A court has convicted Alsu Kurmasheva, a Russian-American journalist for the US government-funded Radio Free Europe/Radio Liberty (RFE/RL), of spreading false information about the Russian army and sentenced her to 6½ years in prison after a secret trial, court records and officials said on Monday, July 22.
The conviction in the city of Kazan came on Friday, the same day that a court in the Russian city of Yekaterinburg convicted Wall Street Journal reporter Evan Gershkovich of espionage and sentenced him to 16 years in prison in a case that the US called politically motivated.
Kurmasheva, a 47-year-old editor for RFE/RL’s Tatar-Bashkir service, was convicted of "spreading false information" about the military, according to the website of the Supreme Court of Tatarstan. Court spokesperson Natalya Loseva confirmed to The Associated Press (AP) by phone that Kurmasheva was sentenced to 6½ in prison in a case classified as secret, with no details available of the nature of the accusations against her.

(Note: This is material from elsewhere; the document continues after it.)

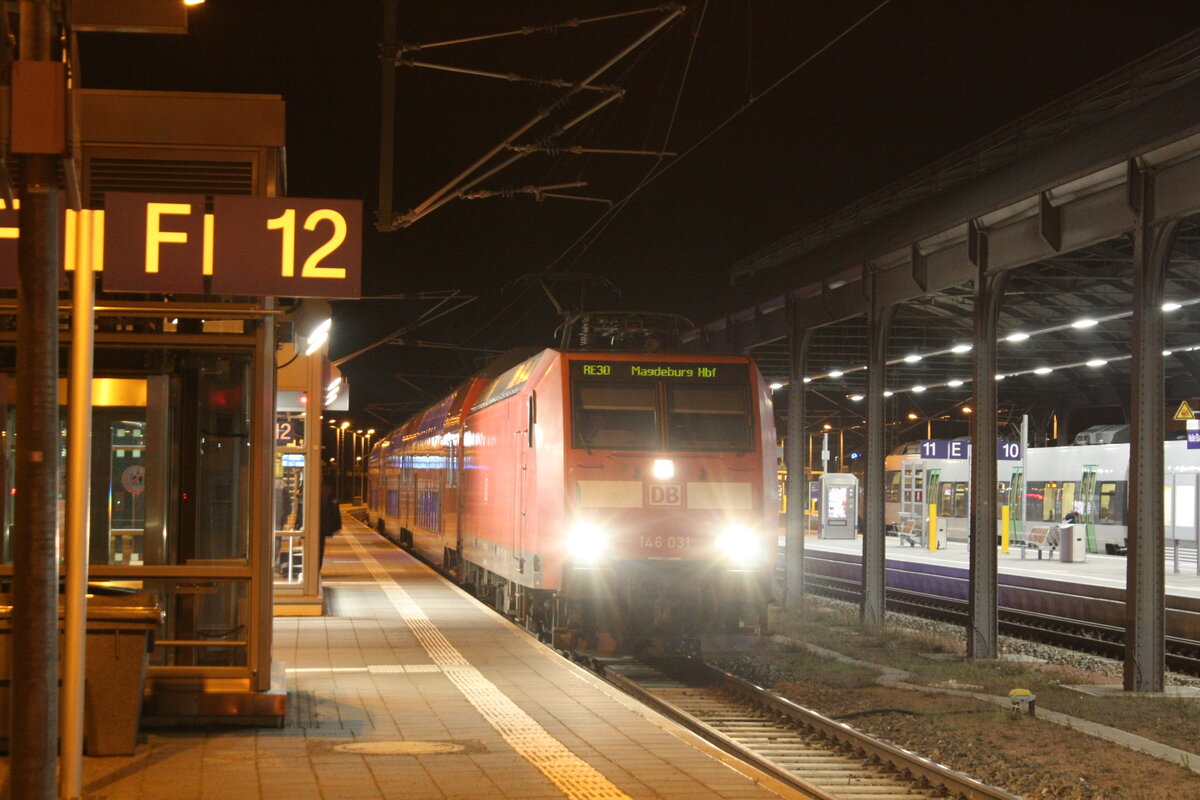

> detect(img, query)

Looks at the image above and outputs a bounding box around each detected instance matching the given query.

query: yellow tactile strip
[344,535,632,800]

Asked Monday about the verdict, RFE/RL President and CEO Stephen Capus denounced the trial and conviction of Kurmasheva "a mockery of justice." "The only just outcome is for Alsu to be immediately released from prison by her Russian captors," he said in a statement. "It’s beyond time for this American citizen, our dear colleague, to be reunited with her loving family," Capus said in a statement to the AP.

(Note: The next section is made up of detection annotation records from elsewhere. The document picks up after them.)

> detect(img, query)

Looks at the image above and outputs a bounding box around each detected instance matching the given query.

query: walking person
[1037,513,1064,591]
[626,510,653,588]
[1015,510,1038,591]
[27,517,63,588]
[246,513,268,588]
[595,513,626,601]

Kurmasheva, who holds US and Russian citizenship and lives in Prague with her husband and two daughters, was taken into custody in October 2023 and charged with failing to register as a foreign agent while collecting information about the Russian military. Later, she was also charged with spreading "false information" about the Russian military under legislation that effectively criminalized any public expression about the war in Ukraine that deviates from the Kremlin line.
Kurmasheva was initially stopped in June 2023 at Kazan International Airport after traveling to Russia the previous month to visit her ailing elderly mother. Officials confiscated her US and Russian passports and fined her for failing to register her US passport. She was waiting for her passports to be returned when she was arrested on new charges in October that year. RFE/RL has repeatedly called for her release.
RFE/RL was told by Russian authorities in 2017 to register as a foreign agent, but it has challenged Moscow’s use of foreign agent laws in the European Court of Human Rights. The organization has been fined millions of dollars by Russia. In February, RFE/RL was outlawed in Russia as an undesirable organization.
Arrests of Americans are increasingly common in Russia, with nine US citizens known to be detained there as tensions between the two countries have escalated over fighting in Ukraine. The swift and secretive trials of Kurmasheva and Gershkovich in Russia’s highly politicized legal system raised hopes for a possible prisoner swap between Moscow and Washington.